Катрина быстро шла по лабиринтам пустых коридоров телецентра, как вдруг услышала у себя за спиной тяжелые шаги и сопение. Она полуобернулась, не останавливаясь. Оказалось, это Халлстейн Смит. Катрина поняла, что он либо сознательно развил технику бега, настолько же неординарную, как и его исследования, либо на удивление кривоног.
– Братт! – прокричал Смит.
Катрина остановилась и подождала его.
– Во-первых, я должен попросить у вас прощения, – сказал Смит, стоя перед ней и тяжело дыша.
– За что?
– За то, что я слишком много говорил. Внимание всегда приводит меня в радостное возбуждение, моя жена все время мне это говорит. Но что еще важнее, тот фоторобот…
– Да?
– Я не мог сказать этого там, в прямом эфире, но, возможно, он был моим пациентом.
– Валентин Йертсен?
Смит покачал головой:
– Я не уверен, прошло уже года два, и если это он, то у нас была всего пара сеансов терапии в офисе, который я снимал в городе. Сходство даже не слишком явное, но я думал только об одном этом пациенте, когда вы упомянули о пластических операциях. Потому что я помню шрамы от стежков у него под подбородком.
– Он был вампиристом?
– Откуда я знаю? Он об этом ничего не говорил, иначе я бы, конечно, включил его в свои исследования.

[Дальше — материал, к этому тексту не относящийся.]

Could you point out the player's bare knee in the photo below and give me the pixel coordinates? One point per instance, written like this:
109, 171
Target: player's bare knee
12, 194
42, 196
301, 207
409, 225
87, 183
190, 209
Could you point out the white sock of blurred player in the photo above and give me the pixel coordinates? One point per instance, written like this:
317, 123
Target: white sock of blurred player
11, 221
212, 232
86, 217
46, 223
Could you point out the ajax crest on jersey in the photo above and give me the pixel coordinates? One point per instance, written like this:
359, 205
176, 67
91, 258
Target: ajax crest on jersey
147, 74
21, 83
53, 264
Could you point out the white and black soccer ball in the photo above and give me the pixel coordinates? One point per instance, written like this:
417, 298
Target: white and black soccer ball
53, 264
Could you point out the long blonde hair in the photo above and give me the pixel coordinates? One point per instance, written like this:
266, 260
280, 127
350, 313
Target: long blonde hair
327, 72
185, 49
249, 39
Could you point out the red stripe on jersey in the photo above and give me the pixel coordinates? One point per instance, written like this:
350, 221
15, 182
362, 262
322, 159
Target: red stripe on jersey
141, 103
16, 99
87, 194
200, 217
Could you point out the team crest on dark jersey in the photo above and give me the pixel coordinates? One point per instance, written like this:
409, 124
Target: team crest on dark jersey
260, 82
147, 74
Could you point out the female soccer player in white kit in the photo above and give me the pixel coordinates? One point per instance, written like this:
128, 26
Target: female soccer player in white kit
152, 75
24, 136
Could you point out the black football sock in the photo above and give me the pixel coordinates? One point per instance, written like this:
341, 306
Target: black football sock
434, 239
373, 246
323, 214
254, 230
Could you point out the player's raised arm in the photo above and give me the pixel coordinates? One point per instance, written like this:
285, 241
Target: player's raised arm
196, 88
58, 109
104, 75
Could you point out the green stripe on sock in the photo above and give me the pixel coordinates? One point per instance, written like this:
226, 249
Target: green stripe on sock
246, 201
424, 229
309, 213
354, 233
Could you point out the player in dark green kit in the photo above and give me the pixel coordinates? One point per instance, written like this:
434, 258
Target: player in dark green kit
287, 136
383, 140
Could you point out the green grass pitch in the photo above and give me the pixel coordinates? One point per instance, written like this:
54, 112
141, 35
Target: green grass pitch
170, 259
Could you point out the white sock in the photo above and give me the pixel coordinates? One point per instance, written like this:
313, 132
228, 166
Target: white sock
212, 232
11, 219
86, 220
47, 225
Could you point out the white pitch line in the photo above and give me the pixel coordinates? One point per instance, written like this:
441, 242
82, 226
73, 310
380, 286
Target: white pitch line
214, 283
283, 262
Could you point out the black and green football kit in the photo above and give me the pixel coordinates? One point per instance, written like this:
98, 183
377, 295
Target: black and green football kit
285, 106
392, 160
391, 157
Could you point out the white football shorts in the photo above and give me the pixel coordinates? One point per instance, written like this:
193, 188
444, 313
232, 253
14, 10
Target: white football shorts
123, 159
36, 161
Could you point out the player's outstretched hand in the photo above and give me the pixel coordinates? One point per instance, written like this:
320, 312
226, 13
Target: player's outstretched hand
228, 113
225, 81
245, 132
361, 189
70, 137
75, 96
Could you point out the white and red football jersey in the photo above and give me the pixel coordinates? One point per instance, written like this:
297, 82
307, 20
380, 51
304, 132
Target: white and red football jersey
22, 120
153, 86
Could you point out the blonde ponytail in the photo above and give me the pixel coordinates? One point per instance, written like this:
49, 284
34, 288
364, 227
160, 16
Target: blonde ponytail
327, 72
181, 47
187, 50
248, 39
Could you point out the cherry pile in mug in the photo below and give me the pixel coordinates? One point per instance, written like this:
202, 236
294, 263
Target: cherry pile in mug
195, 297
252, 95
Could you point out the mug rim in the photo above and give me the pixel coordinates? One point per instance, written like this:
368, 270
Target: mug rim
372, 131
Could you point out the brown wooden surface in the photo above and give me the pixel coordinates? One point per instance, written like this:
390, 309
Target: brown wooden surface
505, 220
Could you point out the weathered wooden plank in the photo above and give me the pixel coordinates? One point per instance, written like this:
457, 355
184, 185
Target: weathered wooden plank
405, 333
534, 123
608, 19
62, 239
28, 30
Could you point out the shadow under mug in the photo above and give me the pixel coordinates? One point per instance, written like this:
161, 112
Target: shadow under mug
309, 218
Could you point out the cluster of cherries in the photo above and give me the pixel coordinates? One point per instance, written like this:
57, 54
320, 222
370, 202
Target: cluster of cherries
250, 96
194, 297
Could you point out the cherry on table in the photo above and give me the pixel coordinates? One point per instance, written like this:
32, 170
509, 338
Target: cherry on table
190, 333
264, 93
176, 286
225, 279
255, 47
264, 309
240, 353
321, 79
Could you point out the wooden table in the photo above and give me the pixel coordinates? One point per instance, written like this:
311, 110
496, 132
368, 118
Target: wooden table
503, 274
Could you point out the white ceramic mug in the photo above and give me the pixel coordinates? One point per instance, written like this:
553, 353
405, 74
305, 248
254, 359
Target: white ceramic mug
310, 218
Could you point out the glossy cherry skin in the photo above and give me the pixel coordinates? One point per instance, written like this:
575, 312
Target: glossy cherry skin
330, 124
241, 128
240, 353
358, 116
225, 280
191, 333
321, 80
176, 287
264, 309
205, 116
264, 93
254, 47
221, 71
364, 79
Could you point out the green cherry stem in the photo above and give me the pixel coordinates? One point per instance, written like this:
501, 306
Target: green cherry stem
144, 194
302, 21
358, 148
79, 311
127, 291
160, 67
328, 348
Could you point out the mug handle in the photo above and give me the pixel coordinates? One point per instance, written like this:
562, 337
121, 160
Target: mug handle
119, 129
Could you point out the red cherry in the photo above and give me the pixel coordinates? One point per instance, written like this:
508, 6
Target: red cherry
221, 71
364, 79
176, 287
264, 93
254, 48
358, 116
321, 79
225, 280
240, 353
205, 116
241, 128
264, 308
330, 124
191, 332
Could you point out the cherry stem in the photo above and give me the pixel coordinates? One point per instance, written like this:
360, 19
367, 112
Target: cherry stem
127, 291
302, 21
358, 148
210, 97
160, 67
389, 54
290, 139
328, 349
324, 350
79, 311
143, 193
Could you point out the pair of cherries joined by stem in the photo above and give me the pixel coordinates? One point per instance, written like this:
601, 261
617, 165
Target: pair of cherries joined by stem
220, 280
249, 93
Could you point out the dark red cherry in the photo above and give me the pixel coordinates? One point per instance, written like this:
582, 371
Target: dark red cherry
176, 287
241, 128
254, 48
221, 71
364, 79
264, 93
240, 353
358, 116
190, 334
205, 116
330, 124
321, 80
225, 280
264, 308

– Может быть, он пришел именно к вам из любопытства, зная, что вы исследуете его… как это называется?
– Парафилия. Совершенно не исключаю. Я, как уже говорил, совершенно уверен, что мы имеем дело с умным вампиристом, знающим о собственном заболевании. В любом случае теперь особенно горько осознавать, что весь мой пациентский архив похищен.